Tranquille
Meine sehr verehrten Damen und Herren, willkommen zu dieser neunundzwanzigsten Ausgabe meiner Abenteuer in Frankreich! :)
Diese Woche war eigentlich relativ ruhig, wenn ich sie so mit anderen Wochen meines Frankreich-Aufenthalts vergleiche. Das mag einerseits daran liegen, dass ich von meiner Reise letzte Woche noch ein wenig Ausruhbedarf habe, andererseits aber auch damit, dass ich mit dem Fortschritt meiner Masterarbeit nicht zufrieden war und dementsprechend weniger Freizeitaktivitäten eingeplant habe. Ich habe mich nämlich, wie mir scheint, bei meiner Masterarbeit in eine ganz bestimmte Richtung verrannt und war dementsprechend frustriert, als sich diese eine Richtung als uneinnehmbare Burg erwiesen hatte. Mein Innsbrucker Betreuer, Cezary, hat mich am Freitag allerdings wieder débloqué, denn noch am selben Tag hatte ich einige neue Ideen, sodass ich jetzt wieder frohen Mutes weiterarbeiten kann. Er hat mir außerdem geraten, meine bisherigen Ergebnisse und Schwierigkeiten niederzuschreiben, wovor ich bisher ein wenig zurückgeschreckt bin, da ich befürchtete, dass sich diese Arbeit am Ende als unnötig herausstellen könnte, wenn ich eine Lösung finden sollte, die all meine bisherigen Zwischenergebnisse obsolet macht. Da sich mein Problem aber als unerwartet vertrackt herausgestellt hat, denke ich, dass auch die Zwischenschritte zu meiner endgültigen Lösung in spe interessant sein können, da sie zumindest zeigen, in welche verschiedenen Richtungen ich gedacht habe und warum ich gewisse Ansätze wieder verworfen habe. Lange Rede, kurzer Sinn: Ich war bei der Masterarbeit ein wenig “perdu”, bin jetzt aber wieder guter Dinge und motiviert! :)
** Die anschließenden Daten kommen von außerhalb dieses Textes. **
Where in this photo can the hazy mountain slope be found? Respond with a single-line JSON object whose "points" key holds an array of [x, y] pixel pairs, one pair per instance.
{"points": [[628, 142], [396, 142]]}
Neben meiner akademischen Tätigkeit habe ich auch die Kunst nicht außer Acht gelassen und fleißig Klavier geübt, denn “mein” Klavierkonzert am 10. April nähert sich. Außerdem hatte ich diese Woche ein Schlüsselerlebnis: Ich fühle mich gewissermaßen erst jetzt wirklich in Frankreich angekommen, nachdem ich die französischen Chansons verstehe und mitsingen kann. Zwar kannte ich schon vorher einige Chansons, aber erst jetzt kann ich ein Chanson hören und auch beim ersten Mal verstehen. Natürlich nicht jedes Wort (dafür sind die Franzosen zu große Poeten), aber den ungefähren Sinn bekomme ich mit. Für diese Entwicklung ist großteils mein Cousin Mino verantwortlich, der mir in La Grande-Motte eine umfassende Einführung in das französische Chanson gegeben hat, mit Hintergrundgeschichten zu seinen Akteuren. Seither ist der französische Anteil an meiner Musiksammlung explodiert, und ich bin eifrig dabei, neue Lieder zu lernen. Es folgt eine kleine Auswahl meiner momentanen Lieblingstitel (teilweise inspiriert durch den Film “On connaît la chanson”):
- Michel Berger : Quelques mots d’amour, Ça balance pas mal à Paris
- Daniel Balavoine : Le chanteur
- Alain Souchon : On avance
- France Gall : Résiste
- Bénabar : Le dîner
- Jacques Dutronc : J’aime les filles
Nebenbei versuche ich auch, das französische Liedgut auf eigene Faust zu erweitern; so habe ich wieder einmal in einem nächtlichen Motivationshoch passend zur neuen Jahreszeit das Lied “Veronika, der Lenz ist da” auf Französisch übersetzt – voilà “Véronique, le printemps est là”:
"Véronique, le printemps est là
les filles chantent "tralala"
et tout le monde est enchanté
Véronique, il faut s'aimer.
Écoute Véronique, on ne vit qu'une fois
donc il faut aller dans les bois
même le grand-papa
dit à la grand-maman
Véronique, le printemps est là.
Fille rigole, garçon dit
voulez-vous, non ou oui
dehors c'est printemps,
le poète Jean Mouchoir
pense que c'est son devoir
d'écrire cette histoire.
Véronique, le printemps est là
les filles chantent "tralala"
et tout le monde est enchanté
Véronique, il faut s'aimer.
Écoute Véronique, on ne vit qu'une fois
donc il faut aller dans les bois
le vieux et gentil grand-papa
dit à la bonne grand-maman
Véronique, le printemps est là.
Ils exultent de joie, le printemps est là, Veroniqué
et tout le monde est enchanté
Véronique, il faut s'aimer.
Oh Véronique, oh Véronique, on ne vit qu'une fois
donc il faut aller dans les bois
même le gentil et bon vieux grand-papa
dit à la chère bonne vielle grand-maman
Véronique, le printemps est là.
Véronique, le printemps est là
les filles chantent "tralala"
et tout le monde est enchanté
Véronique, il faut s'aimer.
Véronique, le printemps est là."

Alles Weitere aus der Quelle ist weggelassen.